そんな簡単に神の力とやらが使えたら困っちゃうよ。
「そんなもん、ありませんよ。強いて言うなら、聖王国を打倒して欲しいくらいです」
「ホントに? ちょっと信じられないかな」
怪しいなとか思っちゃう。
「えいっ!」
「うわっ!?」
アラティナさんに何かが投げられた。それは私の胸元に飛び込んできて、すっと中に入っていった。
「な、何したのっ?」
「能力を投げただけです。返品は受け付けません。好きにしてください」
アラティナさんは最高神サマらしくない態度で、一気に捲し立てた。
「……はあ、諦めます」
なんか、色々と貰っちゃったな。
**
「りっくん」
美玲が最高神サマに色々と聞いていると、アマたんがこっちに話しかけて来た。
「俺なんかに構ってて良いのか?」
「まさか、大本命はりっくんだよ」
その物言いに思わず表情を動かしたくなった。
「どうした?」
「みっちゃんの件、ほんとにごめん」
「……美玲が気にしてないなら、俺が気にする事じゃない」
終わった事だから忘れてたけど、記憶を亡くした当初は心臓が止まるかと思ったし、気絶した時はどうしたら良いかわかんなくなった。

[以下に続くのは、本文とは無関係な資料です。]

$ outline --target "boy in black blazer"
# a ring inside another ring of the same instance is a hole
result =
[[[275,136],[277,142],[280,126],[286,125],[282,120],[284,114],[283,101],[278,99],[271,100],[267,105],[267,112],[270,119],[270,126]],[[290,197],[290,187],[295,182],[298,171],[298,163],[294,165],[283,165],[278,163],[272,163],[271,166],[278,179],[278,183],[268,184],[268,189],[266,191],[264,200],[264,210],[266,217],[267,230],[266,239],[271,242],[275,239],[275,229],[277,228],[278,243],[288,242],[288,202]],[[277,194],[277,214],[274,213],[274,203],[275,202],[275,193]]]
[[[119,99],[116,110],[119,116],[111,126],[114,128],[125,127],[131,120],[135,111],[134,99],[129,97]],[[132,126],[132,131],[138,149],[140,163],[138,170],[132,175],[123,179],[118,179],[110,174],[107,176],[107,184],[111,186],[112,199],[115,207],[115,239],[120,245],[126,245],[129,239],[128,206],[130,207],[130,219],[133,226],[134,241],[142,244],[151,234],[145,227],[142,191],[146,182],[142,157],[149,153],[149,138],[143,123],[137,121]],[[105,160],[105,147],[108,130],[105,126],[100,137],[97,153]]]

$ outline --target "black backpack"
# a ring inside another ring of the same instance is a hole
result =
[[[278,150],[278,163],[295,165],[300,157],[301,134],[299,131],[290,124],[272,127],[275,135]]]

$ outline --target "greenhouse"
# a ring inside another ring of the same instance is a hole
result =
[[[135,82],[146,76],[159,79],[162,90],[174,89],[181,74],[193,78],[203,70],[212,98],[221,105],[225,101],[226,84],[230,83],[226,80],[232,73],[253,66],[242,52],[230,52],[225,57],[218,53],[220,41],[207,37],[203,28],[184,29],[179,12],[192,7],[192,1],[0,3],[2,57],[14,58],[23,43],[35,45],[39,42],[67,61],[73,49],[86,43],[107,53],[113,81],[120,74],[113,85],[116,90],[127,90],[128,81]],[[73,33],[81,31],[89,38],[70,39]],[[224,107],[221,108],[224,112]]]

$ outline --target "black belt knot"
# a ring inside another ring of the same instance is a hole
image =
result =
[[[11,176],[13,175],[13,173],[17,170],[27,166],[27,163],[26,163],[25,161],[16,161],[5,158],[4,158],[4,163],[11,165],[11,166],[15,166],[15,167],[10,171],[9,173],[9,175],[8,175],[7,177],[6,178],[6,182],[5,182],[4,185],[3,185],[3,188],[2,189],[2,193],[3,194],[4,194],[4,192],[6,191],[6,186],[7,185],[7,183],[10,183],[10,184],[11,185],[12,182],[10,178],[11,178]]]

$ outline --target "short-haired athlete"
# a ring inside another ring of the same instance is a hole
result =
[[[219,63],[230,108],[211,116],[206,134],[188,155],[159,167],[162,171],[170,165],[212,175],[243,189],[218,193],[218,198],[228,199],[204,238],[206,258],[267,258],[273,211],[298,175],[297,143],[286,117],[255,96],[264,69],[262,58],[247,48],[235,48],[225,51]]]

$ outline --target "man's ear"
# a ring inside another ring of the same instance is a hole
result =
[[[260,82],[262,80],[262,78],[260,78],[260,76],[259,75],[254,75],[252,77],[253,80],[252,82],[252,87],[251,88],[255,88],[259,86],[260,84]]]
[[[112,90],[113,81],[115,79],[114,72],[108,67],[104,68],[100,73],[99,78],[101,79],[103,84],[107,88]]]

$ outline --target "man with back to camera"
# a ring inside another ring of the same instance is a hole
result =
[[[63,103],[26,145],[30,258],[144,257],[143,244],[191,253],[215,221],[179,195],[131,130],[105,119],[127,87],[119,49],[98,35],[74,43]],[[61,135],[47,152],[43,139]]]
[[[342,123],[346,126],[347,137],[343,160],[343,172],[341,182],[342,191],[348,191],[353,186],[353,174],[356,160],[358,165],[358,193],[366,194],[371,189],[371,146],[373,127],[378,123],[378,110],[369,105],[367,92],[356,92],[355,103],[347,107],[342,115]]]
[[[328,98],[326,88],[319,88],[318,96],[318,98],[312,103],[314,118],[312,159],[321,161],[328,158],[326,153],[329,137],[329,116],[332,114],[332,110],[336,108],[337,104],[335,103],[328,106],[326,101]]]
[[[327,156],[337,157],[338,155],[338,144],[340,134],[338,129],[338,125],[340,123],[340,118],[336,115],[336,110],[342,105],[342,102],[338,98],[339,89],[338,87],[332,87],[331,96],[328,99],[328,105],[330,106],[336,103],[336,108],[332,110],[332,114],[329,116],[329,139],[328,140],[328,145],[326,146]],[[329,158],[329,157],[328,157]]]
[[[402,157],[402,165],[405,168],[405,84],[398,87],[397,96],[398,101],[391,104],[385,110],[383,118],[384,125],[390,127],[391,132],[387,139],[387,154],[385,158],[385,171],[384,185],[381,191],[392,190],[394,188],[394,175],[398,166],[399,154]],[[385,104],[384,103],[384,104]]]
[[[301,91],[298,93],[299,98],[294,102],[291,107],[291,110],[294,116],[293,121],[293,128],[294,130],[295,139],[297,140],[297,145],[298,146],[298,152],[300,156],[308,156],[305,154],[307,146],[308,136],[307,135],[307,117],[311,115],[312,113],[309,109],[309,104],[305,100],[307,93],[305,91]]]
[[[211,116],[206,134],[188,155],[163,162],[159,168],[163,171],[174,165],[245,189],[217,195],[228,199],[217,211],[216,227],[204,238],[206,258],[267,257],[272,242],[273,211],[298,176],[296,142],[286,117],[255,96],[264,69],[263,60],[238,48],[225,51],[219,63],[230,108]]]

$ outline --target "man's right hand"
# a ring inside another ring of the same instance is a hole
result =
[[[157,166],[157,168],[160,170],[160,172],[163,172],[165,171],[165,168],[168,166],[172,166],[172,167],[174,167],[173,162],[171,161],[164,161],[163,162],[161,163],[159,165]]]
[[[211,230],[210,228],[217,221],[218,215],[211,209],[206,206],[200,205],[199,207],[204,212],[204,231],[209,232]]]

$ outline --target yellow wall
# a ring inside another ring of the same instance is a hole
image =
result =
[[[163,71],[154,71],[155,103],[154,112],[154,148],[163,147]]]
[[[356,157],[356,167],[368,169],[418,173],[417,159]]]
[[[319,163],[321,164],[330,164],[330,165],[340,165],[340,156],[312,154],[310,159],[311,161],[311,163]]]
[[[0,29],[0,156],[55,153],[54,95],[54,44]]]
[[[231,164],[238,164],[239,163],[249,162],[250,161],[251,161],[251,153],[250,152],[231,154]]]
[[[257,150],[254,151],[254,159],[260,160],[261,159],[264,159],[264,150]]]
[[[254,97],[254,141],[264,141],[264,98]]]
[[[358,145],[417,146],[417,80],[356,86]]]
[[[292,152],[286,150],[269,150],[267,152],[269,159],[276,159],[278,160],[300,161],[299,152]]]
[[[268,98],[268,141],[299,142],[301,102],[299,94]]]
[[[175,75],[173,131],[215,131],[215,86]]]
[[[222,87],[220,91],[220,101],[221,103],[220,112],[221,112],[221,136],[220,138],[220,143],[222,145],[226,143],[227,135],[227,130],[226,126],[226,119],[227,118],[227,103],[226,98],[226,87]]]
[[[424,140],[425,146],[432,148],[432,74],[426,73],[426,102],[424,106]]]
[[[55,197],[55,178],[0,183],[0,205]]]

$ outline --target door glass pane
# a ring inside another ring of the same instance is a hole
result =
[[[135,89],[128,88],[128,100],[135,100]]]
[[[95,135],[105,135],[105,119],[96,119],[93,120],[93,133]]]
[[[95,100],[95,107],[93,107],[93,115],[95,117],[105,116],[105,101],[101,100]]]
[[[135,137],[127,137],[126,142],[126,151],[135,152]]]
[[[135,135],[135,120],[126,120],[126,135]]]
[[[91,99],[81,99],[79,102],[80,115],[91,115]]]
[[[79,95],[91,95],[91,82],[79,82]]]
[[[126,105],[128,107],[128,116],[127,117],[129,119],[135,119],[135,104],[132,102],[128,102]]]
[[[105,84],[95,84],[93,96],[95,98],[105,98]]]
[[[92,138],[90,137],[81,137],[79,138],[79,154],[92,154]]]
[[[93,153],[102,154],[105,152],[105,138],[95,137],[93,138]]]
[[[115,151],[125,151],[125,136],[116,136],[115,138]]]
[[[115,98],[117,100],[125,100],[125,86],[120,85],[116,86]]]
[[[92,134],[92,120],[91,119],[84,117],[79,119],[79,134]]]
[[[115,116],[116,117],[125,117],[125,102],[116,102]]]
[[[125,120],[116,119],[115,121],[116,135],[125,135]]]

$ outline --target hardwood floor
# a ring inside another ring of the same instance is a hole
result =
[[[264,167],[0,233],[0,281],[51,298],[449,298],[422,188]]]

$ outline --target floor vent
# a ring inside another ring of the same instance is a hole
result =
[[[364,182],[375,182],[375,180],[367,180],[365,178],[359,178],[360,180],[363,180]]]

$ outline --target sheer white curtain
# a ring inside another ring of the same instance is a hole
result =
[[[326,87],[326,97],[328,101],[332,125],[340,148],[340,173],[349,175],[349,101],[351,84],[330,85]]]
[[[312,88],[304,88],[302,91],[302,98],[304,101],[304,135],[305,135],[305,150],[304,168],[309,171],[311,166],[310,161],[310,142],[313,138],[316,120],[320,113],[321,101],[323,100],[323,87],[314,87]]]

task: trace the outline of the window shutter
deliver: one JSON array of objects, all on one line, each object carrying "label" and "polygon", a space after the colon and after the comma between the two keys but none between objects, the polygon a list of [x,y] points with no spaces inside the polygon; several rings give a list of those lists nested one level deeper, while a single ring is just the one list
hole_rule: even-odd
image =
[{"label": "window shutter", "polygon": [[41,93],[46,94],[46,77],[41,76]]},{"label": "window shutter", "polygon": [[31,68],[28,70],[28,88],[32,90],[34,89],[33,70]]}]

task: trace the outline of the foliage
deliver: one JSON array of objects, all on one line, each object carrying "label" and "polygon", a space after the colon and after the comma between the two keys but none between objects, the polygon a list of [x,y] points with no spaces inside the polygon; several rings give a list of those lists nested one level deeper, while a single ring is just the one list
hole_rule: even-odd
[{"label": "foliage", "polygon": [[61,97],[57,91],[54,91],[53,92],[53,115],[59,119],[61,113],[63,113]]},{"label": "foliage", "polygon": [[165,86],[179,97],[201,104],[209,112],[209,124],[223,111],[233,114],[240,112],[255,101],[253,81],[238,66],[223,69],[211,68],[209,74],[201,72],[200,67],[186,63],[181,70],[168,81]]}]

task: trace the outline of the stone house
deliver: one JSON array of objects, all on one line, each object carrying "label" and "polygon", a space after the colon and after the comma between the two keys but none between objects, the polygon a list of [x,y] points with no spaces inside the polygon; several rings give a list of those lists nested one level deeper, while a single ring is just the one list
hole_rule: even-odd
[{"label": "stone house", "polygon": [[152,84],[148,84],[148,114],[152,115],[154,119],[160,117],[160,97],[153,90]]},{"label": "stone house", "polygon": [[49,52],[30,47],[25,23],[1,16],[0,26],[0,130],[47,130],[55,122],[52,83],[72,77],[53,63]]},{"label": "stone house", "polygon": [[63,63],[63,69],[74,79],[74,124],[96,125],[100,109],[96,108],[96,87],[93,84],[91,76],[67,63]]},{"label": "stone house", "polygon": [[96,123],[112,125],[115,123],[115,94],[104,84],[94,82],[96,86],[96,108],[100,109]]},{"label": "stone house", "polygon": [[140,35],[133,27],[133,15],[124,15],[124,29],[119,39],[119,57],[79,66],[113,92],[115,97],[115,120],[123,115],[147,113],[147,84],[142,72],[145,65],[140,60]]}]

「それだけ、伝えたくて。僕は人の感性をあんまり理解出来てないみたいでね」
「それ、俺に言っても意味ないぞ」
多分、俺は普通の人の感性を持ってない。
「んまあ、そうかもしれないけど。でも、君は人だよ。みっちゃんの事を心の底から愛おしいと思ってる。
その気持ちだけで、全てをひっくり返せる気でいる。
……その感情は人が持つものだよ」
美玲に何かがあった時に、何もひっくり返せないのなら、俺の存在意義なんて無いも同義だしな。
「みっちゃんばかり、貰ってるね」
「あいつは俺とは違って、色んな縁を大切に出来る人だ。だから、その縁から力を貰うなら、それはもうあいつの力だ。貰う行為を生み出すことが彼女の強みだよ」
俺は何でもかんでも一人で出来たからな。誰かに頼る必要なんてなかった。
「確かに、そうとも言えるかも」
「でも、それを傲るわけじゃない。だから、人が集まるんだよな」
〇〇のお陰で10点上がったんだ。なんて、死ぬほど聞いた。
〇〇のお陰で体育祭上手くいったんだ。なんて、死ぬほど聞いた。
〇〇が居たから、文化祭が上手く回ったんだ。なんてのも、死ぬほど聞いたな。